Adderall spam pages on my website? - klbarry

Google webmaster tools detects tons of pages from my site that have the word adderall in them.<p>Checking my site's files, these pages definitely do not exist anywhere, and they lead to 404 errors when you link to them. Any idea how to fix this?<p>I've pasted from the google search for adderall reco jeans, here:<p>#
Smoke Adderall - Buy Cheap Adderall Online - Best Prices!!!
IF YOU MISS A DOSE OF THIS Adderall Medication take it as. Possible for my Internet DOSE OF THIS Adderall for Schedule II Substances Schedule II substances ...
www.recojeans.com/shop/adderall-52.html - Cached
#<p>Adderall Overdose - Buy Cheap Adderall Online - Best Prices!!!
Attention Deficit Disorder medication DOSE OF THIS Adderall Medication take ...
www.recojeans.com/shop/adderall-65.html - Cached
#<p>Adderall Prescription - Buy Cheap Adderall Online - Best Prices!!!
Adderall XR webpage entitled DOSE OF THIS Adderall in adolescence was ...
www.recojeans.com/shop/adderall-70.html - Cached
======
Matt_Cutts
Hey Kevin, normally this means you've been hacked by a spammer. Often the
spammers do sneaky things like return a spam page if you have a google.com
referrer (e.g. if you click on search result on Google). Meanwhile, they might
return a 404 if you enter the url directly in the address bar.
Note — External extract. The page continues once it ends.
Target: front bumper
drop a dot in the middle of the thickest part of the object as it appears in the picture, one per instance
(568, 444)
The first place I'd check is your .htaccess file--that's a common place where
the hackers hide stuff. Also check for new/recently-added files in your
directory. Some WordPress hackers will go so far as to inject malicious code
straight into the WP database.

One tool you can use is a feature from google.com/webmasters called "Fetch as
Googlebot." Once you prove that you own the site, you can tell Google to fetch
your page and you'll see exactly what we see. This is a great way to tell if
you've really cleaned out the hacks.

Another tool is our automatic url removal tool, also at google.com/webmasters
. You can block a url in robots.txt and then use that tool to remove that page
from Google's index.

If you've gotten everything, then the pages should start to leave Google's
index after a few days. The hackers can be quite smart though, and if they
compromise your webhost then it's even more painful to scrape them off your
site because the hacked pages can return even if your site is well-patched.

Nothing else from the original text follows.